FDA intends to consider exercising such discretion when all of the following factors are present:
The agency emphasizes that this guidance does not apply if the lecithin derived from soy used as a component of a release agent does not comply with the Food Chemicals Codex specifications or if the lecithin derived from soy is used other than as a component of a release agent as described in this guidance.
(1) FDA has previously advised food manufacturers that the names "soy," "soya," and "soybeans" are all acceptable names for this legume. http://www.cfsan.fda.gov/~dms/alrguid.html. In this guidance document, FDA uses the term "soy."

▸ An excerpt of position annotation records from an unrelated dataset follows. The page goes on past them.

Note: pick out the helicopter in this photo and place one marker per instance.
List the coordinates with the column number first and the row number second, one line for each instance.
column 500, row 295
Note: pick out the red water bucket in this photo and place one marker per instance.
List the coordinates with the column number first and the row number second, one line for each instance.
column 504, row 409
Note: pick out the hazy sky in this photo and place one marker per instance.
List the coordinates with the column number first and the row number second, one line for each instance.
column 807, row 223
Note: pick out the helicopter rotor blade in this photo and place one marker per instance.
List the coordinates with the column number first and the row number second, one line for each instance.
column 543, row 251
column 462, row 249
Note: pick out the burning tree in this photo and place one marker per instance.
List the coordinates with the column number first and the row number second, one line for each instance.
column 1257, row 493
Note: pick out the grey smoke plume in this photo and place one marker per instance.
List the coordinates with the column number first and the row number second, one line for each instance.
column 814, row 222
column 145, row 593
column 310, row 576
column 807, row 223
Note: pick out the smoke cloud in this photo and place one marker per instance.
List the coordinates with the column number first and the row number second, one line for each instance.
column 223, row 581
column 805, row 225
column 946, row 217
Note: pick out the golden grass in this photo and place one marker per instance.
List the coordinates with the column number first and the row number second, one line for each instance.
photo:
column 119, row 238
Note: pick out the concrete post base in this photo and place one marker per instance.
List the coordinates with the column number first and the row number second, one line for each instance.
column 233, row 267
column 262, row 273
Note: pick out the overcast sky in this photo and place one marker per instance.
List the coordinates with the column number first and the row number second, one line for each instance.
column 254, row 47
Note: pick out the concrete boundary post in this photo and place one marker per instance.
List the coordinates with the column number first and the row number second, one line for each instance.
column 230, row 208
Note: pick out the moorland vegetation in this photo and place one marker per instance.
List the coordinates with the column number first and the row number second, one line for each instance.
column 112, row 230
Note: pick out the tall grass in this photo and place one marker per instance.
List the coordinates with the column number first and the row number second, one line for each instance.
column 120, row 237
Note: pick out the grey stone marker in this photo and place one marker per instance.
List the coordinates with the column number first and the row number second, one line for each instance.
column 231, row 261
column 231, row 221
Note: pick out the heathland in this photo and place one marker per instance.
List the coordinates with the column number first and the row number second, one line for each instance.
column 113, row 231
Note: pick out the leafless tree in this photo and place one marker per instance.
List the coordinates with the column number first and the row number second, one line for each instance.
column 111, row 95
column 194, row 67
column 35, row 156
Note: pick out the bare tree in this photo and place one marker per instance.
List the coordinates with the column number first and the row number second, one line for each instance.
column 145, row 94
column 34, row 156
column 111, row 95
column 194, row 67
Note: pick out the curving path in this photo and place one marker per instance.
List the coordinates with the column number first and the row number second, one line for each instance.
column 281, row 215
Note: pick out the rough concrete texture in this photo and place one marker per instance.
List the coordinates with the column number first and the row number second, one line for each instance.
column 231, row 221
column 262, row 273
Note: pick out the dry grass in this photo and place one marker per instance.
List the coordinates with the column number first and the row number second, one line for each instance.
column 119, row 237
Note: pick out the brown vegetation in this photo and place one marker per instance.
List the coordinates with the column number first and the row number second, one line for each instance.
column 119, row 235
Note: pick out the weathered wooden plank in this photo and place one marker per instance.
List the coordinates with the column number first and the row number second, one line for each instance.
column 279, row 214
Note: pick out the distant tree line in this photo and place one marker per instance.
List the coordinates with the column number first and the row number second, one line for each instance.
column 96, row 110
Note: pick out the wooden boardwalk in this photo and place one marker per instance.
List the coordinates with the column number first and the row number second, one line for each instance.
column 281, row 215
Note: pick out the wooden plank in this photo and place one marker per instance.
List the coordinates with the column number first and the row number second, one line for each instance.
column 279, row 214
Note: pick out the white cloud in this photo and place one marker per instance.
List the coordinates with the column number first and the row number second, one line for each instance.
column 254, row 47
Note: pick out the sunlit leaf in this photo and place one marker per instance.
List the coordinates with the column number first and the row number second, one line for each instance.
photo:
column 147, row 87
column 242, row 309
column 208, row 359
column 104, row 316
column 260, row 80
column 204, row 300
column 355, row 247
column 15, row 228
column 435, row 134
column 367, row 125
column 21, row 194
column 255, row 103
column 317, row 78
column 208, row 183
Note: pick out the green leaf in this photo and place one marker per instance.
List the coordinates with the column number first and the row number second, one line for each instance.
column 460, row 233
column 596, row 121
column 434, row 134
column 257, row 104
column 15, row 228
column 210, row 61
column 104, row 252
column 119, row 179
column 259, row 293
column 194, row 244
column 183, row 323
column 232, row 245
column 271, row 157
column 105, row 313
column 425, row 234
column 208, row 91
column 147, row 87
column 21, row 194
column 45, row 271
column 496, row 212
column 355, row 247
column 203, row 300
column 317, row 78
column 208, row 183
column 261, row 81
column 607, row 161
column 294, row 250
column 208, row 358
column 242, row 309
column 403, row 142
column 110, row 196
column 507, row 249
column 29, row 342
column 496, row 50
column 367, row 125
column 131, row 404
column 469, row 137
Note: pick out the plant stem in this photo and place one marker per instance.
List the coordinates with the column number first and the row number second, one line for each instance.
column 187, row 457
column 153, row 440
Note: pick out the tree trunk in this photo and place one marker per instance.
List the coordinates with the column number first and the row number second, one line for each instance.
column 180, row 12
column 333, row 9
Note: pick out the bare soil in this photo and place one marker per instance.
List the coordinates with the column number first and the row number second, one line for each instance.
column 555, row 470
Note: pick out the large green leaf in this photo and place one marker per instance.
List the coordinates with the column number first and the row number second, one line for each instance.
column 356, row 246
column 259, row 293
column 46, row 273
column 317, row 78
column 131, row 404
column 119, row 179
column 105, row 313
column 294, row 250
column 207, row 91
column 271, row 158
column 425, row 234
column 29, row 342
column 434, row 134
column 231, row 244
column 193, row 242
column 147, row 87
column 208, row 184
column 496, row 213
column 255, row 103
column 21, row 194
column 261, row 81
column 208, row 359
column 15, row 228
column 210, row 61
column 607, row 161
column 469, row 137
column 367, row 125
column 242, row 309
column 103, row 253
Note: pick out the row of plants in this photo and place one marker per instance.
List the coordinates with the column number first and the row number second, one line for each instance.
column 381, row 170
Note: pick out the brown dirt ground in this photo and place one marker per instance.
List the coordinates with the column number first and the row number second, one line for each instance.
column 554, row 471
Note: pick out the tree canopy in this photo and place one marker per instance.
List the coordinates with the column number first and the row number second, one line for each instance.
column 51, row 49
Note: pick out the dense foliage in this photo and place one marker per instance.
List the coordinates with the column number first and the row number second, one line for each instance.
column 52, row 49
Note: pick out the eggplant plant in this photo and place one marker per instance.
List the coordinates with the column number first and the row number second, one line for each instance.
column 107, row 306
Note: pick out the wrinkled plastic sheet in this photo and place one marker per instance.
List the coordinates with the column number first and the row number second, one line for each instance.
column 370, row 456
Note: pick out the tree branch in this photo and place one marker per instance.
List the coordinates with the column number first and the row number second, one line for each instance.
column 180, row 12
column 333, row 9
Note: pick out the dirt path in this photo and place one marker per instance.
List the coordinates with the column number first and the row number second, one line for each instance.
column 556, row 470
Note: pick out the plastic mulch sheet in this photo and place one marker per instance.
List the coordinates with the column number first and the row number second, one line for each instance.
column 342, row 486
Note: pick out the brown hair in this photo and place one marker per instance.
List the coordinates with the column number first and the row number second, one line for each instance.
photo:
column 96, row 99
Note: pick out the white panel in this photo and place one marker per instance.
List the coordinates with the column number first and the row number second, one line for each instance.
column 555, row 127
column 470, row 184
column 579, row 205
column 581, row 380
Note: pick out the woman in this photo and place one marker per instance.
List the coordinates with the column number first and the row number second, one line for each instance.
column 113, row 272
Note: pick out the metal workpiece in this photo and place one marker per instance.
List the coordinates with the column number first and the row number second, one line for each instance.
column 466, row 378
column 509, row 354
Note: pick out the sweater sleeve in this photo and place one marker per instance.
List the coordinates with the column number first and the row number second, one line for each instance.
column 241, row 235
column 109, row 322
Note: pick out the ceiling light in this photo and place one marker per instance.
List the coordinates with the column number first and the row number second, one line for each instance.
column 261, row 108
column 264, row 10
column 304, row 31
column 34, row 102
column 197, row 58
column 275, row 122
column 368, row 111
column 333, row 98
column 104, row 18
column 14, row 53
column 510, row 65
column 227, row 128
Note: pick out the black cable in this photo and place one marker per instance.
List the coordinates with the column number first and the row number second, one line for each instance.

(2) In this document, the term "release agent" refers to an agent used to facilitate the release of foods (such as baked goods) from food contact surfaces, such as conveyor belts, molds, extrusion equipment, and baking pans, where the agent has been applied directly to the food contact surface, rather than incorporated into the food for such purpose.
(3) 21 CFR 101.100(a)(3) exempts from the ingredient declaration requirement any incidental additive that is present in a food at insignificant levels and has no functional or technical effect in the food.
(4) Under the petition process, an ingredient may be exempt if the petitioner demonstrates that the ingredient does not cause an allergic response that poses a risk to human health. Under the notification process, an ingredient may be exempt if the notification contains scientific evidence that demonstrates that the ingredient does not contain allergenic protein, or if FDA previously has determined, under section 409 of the Act, that the food ingredient does not cause an allergic response that poses a risk to human health.
(5) [Draft] Report of the Threshold Working Group, Center for Food Safety and Applied Nutrition: Approaches to Establish Thresholds for Major Food Allergens and for Gluten in Food ([Draft] Threshold Report) at p. 11-12. See 70 Fed. Reg. 35258 (June 17, 2005), and http://www.cfsan.fda.gov/~dms/alrgn.html.
(6) Draft Threshold Report at p. 51.
(7) The lecithin affirmed as GRAS may be bleached with hydrogen peroxide or benzoyl peroxide. Also, enzyme-modified lecithin is affirmed as generally recognized as safe for use as an emulsifier, 21 CFR 184.1063), and hydroxylated lecithin is an approved food additive for use as an emulsifier, 21 CFR 172.814.
(8) This information on the relatively low number of consumer complaints must, of course, be considered in the current regulatory context in which processing aid uses of lecithin derived from soy are not uniformly declared on food labels. In the absence of such declaration, a food allergic consumer who experiences an adverse reaction to a food product may not associate that reaction with soy because the label does not declare its presence in the food.
(9) FDA believes that at least some food manufacturers, relying on 21 CFR 101.100(a)(3) prior to FALCPA's enactment, did not consistently identify lecithin derived from soy in a food's ingredient statement when the substance was used as a component of a release agent. Thus, consumers, including soy-allergic consumers, were likely consuming these small amounts of lecithin derived from soy (with its low level of soy protein) when they consumed these foods.
(10) Foods labeled prior to January 1, 2006, are not required to comply with FALCPA's labeling requirements so FDA need not consider the exercise of such discretion with respect to foods labeled before January 1, 2006.
(11) FDA encourages lecithin producers to reduce, to the extent possible, the level of protein in their soy lecithin products and also encourages food manufacturers using lecithin derived from soy as a component of a release agent to reduce, to the extent possible, the level of soy lecithin in finished foods.